# Utus, a river name that means simply "water"?



## rbrunner

Several sources say that there is a Thracian river name _utus_ that derives from PIE roots/words _*udos_ or _*udes-_ "water", e.g. this one. The ultimate source might be a book that has an online copy here.

The etymology seems ok to me, with a sound shift *d > t from PIE to Thracian that works for at least one more attested word, however few there are for Thracian.

But does this really work out from a common sense point of view? I would understand a river with a name like _black water_ or _wild water_, but simply _water_ without any further qualifier? Isn't that like e.g. a mountain in England with a name of _height_, _rock_, or even simply _mountain_?

Does anyone have a good hypothetical scenario how such a name could have developed, or know better attested and more recent similar examples?


----------



## CapnPrep

rbrunner said:


> Does anyone have a good hypothetical scenario how such a name could have developed, or know better attested and more recent similar examples?


I think it is quite common for river names to trace back to a word  meaning simply "water" or "river".  I mean, if that's where you get your  water, and you say things like "go to the water", "put such and such in the water", etc., it doesn't seem that surprising for the place to end up being called "the water".

Just looking at this Wikipedia article, it looks like the names of the rivers Axe, Exe, and Usk in England and Wales just mean "water", and the name of the river Avon just means "river".


----------



## ancalimon

Maybe the name is related with Turkic üçüz (triplet) if the river is joined by three smaller rivers and the ancestors of those Bulgars or some people speaking Turkic among the migrating PIE people gave its name?

That is of course if there are three rivers joining it. What is the name of the river today?

Or maybe uç su (us< su)
uç: fizzing, ebullient, spraying
uç: frontier, border, boundary
uç: cold
su: water

Another similar river name is Oxus. (Oq Su?)


----------



## Ben Jamin

In Norwegian a lake is called simply "vann" (water) as a generic name.


----------



## berndf

rbrunner said:


> Isn't that like e.g. a mountain in England with a name of _height_, _rock_, or even simply _mountain_?


You have the famous _Pendle Hill _in Lancashire in England the name of which means _hill-hill-hill_ in different languages: _Pen_ is Cumbric for _hill_, the Anglo Saxons added_ hyll = hill _and when _pen hyll > pennul/penhul_ became opaque, another _hill _was added which eventually produced _Pendle Hill_.



rbrunner said:


> Does anyone have a good hypothetical scenario how such a name could have  developed, or know better attested and more recent similar  examples?
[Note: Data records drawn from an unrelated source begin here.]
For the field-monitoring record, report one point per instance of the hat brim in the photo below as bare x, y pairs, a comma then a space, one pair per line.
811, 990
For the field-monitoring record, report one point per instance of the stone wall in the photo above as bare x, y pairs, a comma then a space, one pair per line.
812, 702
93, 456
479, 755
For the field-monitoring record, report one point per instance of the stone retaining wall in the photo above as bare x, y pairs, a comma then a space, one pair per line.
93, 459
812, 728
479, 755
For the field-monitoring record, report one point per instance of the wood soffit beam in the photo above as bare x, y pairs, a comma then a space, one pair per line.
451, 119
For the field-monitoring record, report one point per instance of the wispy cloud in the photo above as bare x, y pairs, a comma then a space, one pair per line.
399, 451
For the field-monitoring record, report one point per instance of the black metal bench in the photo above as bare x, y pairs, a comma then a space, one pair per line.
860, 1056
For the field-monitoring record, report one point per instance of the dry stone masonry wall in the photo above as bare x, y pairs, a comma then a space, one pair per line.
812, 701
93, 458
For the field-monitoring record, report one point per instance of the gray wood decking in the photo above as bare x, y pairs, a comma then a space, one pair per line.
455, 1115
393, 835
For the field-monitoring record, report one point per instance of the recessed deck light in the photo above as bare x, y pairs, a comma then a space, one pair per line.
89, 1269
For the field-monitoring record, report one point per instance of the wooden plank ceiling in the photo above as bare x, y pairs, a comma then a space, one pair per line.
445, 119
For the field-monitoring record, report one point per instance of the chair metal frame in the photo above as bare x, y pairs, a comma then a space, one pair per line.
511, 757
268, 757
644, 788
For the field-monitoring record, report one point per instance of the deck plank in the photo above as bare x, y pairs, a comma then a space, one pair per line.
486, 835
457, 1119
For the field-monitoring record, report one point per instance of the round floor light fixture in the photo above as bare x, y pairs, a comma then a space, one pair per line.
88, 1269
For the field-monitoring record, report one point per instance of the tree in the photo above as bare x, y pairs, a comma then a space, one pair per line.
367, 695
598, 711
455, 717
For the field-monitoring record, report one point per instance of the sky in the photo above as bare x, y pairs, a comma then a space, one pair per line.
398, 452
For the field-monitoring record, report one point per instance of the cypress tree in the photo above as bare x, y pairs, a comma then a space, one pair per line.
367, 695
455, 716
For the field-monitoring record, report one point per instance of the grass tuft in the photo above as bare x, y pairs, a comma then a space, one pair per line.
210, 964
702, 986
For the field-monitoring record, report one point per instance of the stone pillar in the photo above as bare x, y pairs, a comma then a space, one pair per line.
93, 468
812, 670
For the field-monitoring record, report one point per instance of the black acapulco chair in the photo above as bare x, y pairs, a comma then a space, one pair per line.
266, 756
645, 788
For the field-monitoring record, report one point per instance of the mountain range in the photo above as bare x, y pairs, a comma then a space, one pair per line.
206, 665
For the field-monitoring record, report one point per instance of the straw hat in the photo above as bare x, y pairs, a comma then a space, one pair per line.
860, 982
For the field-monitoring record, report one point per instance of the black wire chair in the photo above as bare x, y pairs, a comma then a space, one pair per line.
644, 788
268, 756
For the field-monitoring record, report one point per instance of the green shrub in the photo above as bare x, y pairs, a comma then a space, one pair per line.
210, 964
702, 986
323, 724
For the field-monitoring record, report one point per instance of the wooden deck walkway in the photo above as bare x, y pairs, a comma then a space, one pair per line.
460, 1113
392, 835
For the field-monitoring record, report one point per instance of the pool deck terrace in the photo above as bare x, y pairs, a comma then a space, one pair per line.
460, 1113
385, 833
The most likely scenario is that a name is adopted speakers of a different language and they shorten it being unaware or simply ignoring that what is left has a different meaning (two examples cross my mind: _Whisky <__ uisge beatha_ literally also just means _water_; in colloquial French, a _duty free shop_ is sometimes abbreviated to _free shop_ which of cause means something completely different) or a colloquial reference to a place being adopted as its official name in another language (example: Constantinople was colloquially simply referred to as _ἡ Πόλις = the city_ and the modern name Istanbul is probably derived from the phrase _εις την Πόλιν = to the city_).


----------



## Treaty

In case of city of Medina in Arabia, it is even in the same language, just abridged from _madīnat al-nabī_ (=the city of the Prophet) to simply _madīnah _(=city).
As for the rivers, probably Indus is the most famous one. It simply means "river" (_*hindhu_ in Old Iranian, _sindhu _in Sanskrit).


----------



## fdb

The name of the river Don is generally assumed to be from the Alanic ancestor of Ossetic /don/ “water, river”, the regular reflex of Indo-Iranian *dānu-.


----------



## gburtonio

rbrunner said:


> Several sources say that there is a Thracian river name _utus_ that derives from PIE roots/words _*udos_ or _*udes-_ "water", e.g. this one. The ultimate source might be a book that has an online copy here.
> 
> The etymology seems ok to me, with a sound shift *d > t from PIE to Thracian that works for at least one more attested word, however few there are for Thracian.
> 
> But does this really work out from a common sense point of view? I would understand a river with a name like _black water_ or _wild water_, but simply _water_ without any further qualifier? Isn't that like e.g. a mountain in England with a name of _height_, _rock_, or even simply _mountain_?
> 
> Does anyone have a good hypothetical scenario how such a name could have developed, or know better attested and more recent similar examples?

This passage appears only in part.